Last week, California's already staggering $9 billion budget deficit ballooned to $16 billion. Gov. Jerry Brown would like you to believe that the state's economic crisis deepened by $7 billion overnight.
Either Sacramento's bureaucrats can't add, or Brown has been playing loose with facts since he was elected 18 months ago. My money is on the latter.
This year, tax collections have run $3.5 billion below what Brown calculated a mere four months ago. Spending has grown $2 billion above projections. The federal government and court ruling blocked some in-home health care savings Brown anticipated while the California Legislature balked at other cuts.

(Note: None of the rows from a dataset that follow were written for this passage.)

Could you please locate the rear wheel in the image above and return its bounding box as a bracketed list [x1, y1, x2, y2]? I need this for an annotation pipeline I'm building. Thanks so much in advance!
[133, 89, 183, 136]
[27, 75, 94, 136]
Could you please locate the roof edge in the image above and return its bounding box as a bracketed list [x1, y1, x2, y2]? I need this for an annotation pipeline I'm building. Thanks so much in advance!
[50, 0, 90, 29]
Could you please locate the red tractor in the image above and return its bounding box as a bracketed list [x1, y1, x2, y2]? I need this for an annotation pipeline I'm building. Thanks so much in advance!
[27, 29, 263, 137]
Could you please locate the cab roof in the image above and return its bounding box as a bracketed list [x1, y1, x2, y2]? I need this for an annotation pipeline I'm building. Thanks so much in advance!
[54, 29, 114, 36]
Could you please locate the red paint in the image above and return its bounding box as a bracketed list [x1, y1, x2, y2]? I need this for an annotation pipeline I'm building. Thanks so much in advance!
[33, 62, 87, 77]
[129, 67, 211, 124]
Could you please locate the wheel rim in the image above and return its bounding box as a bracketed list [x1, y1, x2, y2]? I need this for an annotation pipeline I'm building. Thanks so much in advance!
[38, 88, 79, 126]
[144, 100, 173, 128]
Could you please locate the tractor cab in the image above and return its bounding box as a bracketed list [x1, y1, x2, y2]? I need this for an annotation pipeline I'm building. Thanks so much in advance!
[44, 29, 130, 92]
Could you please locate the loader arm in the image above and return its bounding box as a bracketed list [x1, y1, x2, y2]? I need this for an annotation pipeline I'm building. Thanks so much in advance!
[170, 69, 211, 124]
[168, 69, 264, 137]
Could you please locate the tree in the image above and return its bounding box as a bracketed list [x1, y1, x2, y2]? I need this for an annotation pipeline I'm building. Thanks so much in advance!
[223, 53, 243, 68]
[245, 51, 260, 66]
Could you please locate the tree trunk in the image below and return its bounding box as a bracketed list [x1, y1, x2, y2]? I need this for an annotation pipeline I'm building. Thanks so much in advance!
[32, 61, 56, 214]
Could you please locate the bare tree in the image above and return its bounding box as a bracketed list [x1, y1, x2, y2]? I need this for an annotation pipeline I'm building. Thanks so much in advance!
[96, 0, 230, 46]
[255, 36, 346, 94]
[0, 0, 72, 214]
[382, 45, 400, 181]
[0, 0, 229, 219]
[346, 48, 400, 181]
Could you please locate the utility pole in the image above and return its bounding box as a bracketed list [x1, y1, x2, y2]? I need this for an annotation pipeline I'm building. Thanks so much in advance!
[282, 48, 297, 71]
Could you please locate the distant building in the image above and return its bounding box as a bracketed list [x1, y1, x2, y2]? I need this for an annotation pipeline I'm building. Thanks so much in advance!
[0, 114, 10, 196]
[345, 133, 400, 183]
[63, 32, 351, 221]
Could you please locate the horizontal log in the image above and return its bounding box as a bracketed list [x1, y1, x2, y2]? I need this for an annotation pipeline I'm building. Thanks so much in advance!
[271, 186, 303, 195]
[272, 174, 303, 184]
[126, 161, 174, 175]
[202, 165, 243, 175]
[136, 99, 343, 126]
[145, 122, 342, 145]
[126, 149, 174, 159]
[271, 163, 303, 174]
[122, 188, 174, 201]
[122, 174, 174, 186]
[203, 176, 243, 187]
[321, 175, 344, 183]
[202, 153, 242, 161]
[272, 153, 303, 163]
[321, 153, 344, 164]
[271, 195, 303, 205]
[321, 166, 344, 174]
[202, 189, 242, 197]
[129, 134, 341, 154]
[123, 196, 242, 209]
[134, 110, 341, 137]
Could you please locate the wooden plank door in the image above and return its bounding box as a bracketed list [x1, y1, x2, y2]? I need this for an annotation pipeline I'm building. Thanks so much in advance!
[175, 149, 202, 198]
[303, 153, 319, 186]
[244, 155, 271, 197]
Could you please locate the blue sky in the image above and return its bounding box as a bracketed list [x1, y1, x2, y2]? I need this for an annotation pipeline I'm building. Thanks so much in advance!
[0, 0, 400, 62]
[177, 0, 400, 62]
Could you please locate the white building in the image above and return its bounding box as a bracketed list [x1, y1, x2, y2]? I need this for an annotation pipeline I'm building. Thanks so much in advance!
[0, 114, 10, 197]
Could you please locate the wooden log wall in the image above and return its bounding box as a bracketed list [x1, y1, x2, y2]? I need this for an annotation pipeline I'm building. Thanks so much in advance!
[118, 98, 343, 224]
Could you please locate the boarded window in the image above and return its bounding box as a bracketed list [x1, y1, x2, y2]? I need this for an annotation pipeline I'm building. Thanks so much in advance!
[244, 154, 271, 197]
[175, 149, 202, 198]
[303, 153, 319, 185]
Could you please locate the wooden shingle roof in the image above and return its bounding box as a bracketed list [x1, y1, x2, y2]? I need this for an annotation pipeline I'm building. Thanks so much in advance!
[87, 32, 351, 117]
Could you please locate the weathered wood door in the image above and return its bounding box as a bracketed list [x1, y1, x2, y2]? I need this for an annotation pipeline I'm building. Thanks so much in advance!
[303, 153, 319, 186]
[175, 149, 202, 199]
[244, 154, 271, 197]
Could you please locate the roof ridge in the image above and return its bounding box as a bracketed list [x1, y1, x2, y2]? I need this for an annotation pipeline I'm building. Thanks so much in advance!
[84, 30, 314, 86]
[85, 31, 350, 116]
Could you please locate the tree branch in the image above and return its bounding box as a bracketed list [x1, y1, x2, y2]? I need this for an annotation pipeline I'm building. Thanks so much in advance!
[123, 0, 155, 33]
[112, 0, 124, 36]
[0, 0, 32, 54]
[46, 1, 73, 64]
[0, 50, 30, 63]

California, with an economy bigger than Russia's, has lost millions of jobs since the 2007 recession. The vanished jobs cost California, the most populated U.S. state, 24 percent of its revenue. As a result, the new $16 billion deficit puts additional pressure on Brown to increase California's income and sales taxes that are already higher than in any other state.
The news may be even worse. California's Legislative Analysts' Office, a credible, nonpartisan source, claims that $16 billion is too low. According to LAO spokesman Mac Taylor, monies Brown plans to collect from now-defunct local redevelopment agencies don't exist. Taylor pegs California's deficit at $17 billion.
Brown's patchwork solutions are familiar to Californians who traveled this road before. Brown wants spending cuts to health and welfare programs as well as a state worker furlough. If Brown has his way, state employees would work four 9.5-hour shifts and take a pay cut.
In other words, Brown's targets are the sickly, the needy and middle-class Californians scratching out a living in the third most expensive-to-live-in state.
Of course, there would be massive education cuts — unless voters approve Brown's tax plan that would keep the wolves from the door, at least for the time being. Some analysts, and I'm one of them, think that Brown's tax initiative is extortion. Pass it or the children will suffer. Since California already has some of the nation's most poorly educated students, it's hard to imagine how little they'll know if funding is cut.
As for colleges, the choices are equally grim. Less money from the state means probable tuition increases — again!
Another crucial question is what does the never-ending budget deficit mean for California's all-but-dead housing market? A few underpublicized statistics, added together, paint a bleak picture. California's unemployment rate (not seasonally adjusted) is 11.6 percent; the more important U-6 rate that includes those who are marginally employed is about 23 percent. That adds up to more than 2 million Californians out of work.
Another discouraging report found that within the last few weeks, more than 200,000 Americans lost their unemployment insurance; about 40 percent of them live in California. When you're out of work and no longer collecting unemployment insurance, you're not a potential home buyer.
April, historically one of the best months for tax receipts, came in at nearly $2.5 billion below the 2012-13 projections. As long as these economic patterns continue, the tax increases and service cuts they produce will keep housing prices soft.
A few other problems you may not have read about include a Department of Labor finding that California ranked dead last among the 50 states in job creation. This is counter to the national trend; 38 states posted job gains.
Finally, California's well-publicized problems have changed the state's image from one where people yearned to live in to one that should be avoided at all costs.
The first step in a recovery is honesty from government. The mostly successful effort to keep the public in the dark about what's really going on in Sacramento is self-defeating.